By now you’ve probably worked your way through reading the encyclopaedic volume of knowledge known as the “Lose Weight, No Bullshit” program here on this little site I’ve put together for you. Or if you haven’t, you’re had better be about to!
As a little recap, you already know that this program is based on science and arithmetic, rather than “bro-science”, fads or gimmicks. Or scams, for that matter.
Specifically, I rely heavily upon the following mathematical formulas;
- Body Mass Index: To determine our goal weight.
- Mifflin – St Joer Equation: To estimate appropriate calorie levels.
as well as
- IIFYM: which isn’t mathematics but the same point (I will get to one eventually, I promise) does apply.
First, let’s look at Body Mass Index.
You’ve already read my epic lectures on Applying Logic When Interpreting BMI Scores and hopefully you’re all on board by now and I don’t have to be redundant and repeat myself any further on that matter. But just in case this entry is your first stop on your first visit to the website; suffice to say that you can’t just rely on the maths alone. For example a Body Mass Index of 30 means “obesity”, but it takes human intelligence and reasoning to be able to interpret this score appropriately.
A human being can reason; “well, I am a body builder after all, I’m quite lean and obviously I’ve been trying very hard to build as much extra muscle as I can… So a BMI of 30 means I am doing an excellent job!” Or, on the other hand; “I knew I was getting a bit out of shape through bad food choices and no exercise, but wow, BMI 30 is a wake up call. I’ll have to do something about this, for my health”.
Next, Mifflin – St Joer Equation
There are a few different equations used to estimate calorie requirements, but in my practise I have found that Mifflin – St Joer tends to be very accurate. To recap on this, we use the formula first to determine our Basal Metabolic Rate, and then to estimate calories required to maintain weight while accounting for our level of activity including training.
Again, the maths is accurate but we need to apply human intelligence to make it useful. I have a nice little spreadsheet calculator that I use to estimate requirements for myself and my Personal Training / Online Personal Training clients. If I was a bit better at web development I would find a way to incorporate the calculator into this website, but again, without some intelligent human interpretation based on logic and experience (that’s the big one!), the data might not be terribly useful.
Remember, (ex-mainframe computer guy here) the definition of data is “information organised for analysis or used to reason or make decisions”. The results of this formula are no exception.
As an example let’s go back to the idea of online calorie requirement calculators. There are lots of them out there you might like to have a look at, including as part of the calorie counting / meal tracking websites. These are incredibly useful tools and I do recommend that you utilise them, but one shortcoming is that a machine can only do maths, and so far cannot interpret the results in the same way as your mighty human brain can.

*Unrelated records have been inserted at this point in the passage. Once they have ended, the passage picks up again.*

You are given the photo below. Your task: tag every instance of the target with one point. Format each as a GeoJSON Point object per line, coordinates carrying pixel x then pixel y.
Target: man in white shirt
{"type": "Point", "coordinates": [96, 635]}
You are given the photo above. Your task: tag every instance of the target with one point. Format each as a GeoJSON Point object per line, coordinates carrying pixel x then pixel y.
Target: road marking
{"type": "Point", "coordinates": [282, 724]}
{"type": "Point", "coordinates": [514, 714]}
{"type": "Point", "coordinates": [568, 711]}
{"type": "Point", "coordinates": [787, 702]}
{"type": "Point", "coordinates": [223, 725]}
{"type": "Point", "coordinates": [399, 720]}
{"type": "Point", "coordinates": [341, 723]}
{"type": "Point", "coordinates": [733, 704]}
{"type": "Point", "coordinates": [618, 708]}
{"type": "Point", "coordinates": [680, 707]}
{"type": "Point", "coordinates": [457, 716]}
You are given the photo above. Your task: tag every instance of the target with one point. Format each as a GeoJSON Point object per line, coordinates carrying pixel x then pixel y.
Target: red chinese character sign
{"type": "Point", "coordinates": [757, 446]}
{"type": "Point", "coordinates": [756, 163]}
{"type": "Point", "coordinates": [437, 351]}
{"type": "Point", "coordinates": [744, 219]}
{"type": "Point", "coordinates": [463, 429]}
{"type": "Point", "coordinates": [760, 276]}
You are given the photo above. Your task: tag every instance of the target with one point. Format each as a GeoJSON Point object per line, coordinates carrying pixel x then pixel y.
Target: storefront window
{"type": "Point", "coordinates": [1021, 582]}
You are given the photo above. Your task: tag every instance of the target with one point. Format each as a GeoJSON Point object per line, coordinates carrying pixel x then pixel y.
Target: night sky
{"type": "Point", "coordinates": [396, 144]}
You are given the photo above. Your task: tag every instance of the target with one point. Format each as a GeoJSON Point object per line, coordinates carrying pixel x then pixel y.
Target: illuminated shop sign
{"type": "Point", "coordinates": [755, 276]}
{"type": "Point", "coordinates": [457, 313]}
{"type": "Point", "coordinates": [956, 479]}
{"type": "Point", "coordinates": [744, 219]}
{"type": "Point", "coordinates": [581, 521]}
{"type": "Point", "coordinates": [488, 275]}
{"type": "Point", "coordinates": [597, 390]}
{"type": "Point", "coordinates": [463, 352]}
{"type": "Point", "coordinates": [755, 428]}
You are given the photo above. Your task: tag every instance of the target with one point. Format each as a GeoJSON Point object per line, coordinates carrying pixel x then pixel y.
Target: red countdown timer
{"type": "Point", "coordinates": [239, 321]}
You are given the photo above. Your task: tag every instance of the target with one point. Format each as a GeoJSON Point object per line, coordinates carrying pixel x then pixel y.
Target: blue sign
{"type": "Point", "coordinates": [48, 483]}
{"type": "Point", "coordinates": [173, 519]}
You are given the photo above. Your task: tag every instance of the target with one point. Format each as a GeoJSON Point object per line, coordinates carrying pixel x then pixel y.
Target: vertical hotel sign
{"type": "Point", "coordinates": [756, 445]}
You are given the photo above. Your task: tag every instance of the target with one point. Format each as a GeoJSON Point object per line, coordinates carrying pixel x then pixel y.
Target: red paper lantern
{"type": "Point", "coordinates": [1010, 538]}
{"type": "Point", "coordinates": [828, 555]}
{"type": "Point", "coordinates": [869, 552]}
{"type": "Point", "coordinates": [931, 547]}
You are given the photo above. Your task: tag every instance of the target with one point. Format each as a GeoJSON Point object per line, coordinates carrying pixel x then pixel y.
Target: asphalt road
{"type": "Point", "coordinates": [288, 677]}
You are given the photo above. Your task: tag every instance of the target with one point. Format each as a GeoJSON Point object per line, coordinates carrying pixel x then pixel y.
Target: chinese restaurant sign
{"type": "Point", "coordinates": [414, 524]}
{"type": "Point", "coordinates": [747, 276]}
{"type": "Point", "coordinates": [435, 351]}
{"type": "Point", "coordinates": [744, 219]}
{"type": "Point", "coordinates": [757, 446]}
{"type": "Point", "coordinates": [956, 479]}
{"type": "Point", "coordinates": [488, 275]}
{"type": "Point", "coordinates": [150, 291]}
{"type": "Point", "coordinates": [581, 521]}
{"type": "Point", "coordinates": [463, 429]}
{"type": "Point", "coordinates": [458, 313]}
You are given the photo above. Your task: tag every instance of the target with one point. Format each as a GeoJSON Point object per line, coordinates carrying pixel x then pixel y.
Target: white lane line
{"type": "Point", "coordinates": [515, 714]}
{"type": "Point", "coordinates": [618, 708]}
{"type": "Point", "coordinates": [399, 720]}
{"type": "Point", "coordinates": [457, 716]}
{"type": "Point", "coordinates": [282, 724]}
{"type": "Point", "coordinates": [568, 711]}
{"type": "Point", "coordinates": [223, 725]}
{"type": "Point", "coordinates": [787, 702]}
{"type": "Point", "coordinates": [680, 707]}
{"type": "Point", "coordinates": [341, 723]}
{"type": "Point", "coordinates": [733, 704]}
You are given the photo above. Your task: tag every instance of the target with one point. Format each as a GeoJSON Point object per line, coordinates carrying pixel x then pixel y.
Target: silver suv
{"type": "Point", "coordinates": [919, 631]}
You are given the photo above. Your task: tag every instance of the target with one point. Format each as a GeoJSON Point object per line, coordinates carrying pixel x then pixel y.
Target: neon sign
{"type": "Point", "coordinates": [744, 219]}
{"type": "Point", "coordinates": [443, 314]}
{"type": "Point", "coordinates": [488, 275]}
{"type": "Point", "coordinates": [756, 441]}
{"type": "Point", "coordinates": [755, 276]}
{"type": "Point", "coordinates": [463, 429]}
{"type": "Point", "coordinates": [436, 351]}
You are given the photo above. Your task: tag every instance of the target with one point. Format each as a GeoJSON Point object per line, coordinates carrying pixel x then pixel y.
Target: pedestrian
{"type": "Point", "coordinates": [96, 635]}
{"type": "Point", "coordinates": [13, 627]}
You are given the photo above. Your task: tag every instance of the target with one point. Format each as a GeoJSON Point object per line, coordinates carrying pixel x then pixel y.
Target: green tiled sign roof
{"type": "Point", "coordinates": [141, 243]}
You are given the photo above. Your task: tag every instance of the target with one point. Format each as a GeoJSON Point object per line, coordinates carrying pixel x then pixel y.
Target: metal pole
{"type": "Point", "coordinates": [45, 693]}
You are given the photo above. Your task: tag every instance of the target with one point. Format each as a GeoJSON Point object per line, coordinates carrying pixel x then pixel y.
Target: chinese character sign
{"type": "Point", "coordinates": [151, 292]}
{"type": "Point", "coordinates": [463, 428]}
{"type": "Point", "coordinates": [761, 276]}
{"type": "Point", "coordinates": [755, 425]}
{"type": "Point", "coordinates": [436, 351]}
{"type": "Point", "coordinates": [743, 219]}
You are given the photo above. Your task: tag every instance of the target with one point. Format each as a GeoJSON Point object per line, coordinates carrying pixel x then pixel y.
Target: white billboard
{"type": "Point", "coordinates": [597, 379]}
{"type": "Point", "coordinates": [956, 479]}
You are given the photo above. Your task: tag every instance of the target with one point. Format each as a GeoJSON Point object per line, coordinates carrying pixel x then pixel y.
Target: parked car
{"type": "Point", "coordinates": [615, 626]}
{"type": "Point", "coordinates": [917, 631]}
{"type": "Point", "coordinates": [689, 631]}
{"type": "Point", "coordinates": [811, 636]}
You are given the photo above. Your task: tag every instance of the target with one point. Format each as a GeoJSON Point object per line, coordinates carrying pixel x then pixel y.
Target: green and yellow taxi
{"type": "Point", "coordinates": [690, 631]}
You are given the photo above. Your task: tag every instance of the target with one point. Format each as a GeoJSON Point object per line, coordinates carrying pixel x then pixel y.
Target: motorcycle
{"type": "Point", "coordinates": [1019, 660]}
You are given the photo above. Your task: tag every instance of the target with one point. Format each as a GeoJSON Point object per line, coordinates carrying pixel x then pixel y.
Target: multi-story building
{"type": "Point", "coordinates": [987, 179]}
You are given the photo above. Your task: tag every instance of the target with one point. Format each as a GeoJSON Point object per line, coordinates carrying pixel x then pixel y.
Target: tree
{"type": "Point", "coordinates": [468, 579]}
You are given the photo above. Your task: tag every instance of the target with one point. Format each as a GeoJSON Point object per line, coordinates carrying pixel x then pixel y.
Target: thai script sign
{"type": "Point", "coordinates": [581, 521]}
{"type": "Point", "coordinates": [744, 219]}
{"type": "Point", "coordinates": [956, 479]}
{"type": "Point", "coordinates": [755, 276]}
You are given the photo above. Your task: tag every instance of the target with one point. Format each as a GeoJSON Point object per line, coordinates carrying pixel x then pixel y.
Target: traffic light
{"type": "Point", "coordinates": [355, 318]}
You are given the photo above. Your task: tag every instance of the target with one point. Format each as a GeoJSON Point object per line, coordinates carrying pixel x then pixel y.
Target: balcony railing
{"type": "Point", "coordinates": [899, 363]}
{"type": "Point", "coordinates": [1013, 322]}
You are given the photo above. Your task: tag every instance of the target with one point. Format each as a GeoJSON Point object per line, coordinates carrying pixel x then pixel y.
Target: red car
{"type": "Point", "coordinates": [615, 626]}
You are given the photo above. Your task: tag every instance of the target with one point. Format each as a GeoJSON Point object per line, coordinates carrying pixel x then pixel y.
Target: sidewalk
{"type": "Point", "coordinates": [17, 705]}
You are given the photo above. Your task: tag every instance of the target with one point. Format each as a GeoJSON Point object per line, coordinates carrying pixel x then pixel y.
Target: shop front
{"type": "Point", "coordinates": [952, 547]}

So general practice when dialling in a weight loss plan is “determine maintenance calories, then subtract 500”, and this seems to be the maths on which most of the online calculators runs on. Now 9 times out of 10 this is probably fine, but I’ve had a couple of instances where someone has asked me “does this seem right?” because the target calories they’ve been given is just so ridiculously low. We’ve covered what happens when you cut too low on calories, right? In my professional opinion, you just cannot cut below BMR, ever.
So instead of this, what you’ve already seen me recommend in this program is “determine the amount of calories to support your goal weight (usually BMI 23 / 25), ensure it is not below your current BMR, and eat this amount”. With my paying clients (including Online Personal Training clients, subtle hint) I have the luxury of being able to consider personal circumstances as well as the raw data, and then come up with a recommendation that I can confidently stake my reputation on. Maybe one day they’ll be able to program a computer well enough to do the same, but I am thinking that day is still a long way off.
Oh, and IIFYM.
Same deal really.
We all know the theory is “at the end of the day, you either ate the right amount or you did not eat the right amount”. I stand by this theory, but again, with some basic human intelligence (let’s not call it common sense any more, we all know it is not terribly common!) applied.
For example, are you allergic or intolerant to anything? Are you making choices that will make you more likely to over eat and blow your targets? Have you actually chosen appropriate macronutrient ratios suited to your training and goals?
The theories and formulas are sound, but it is up to you and I to make them actually work.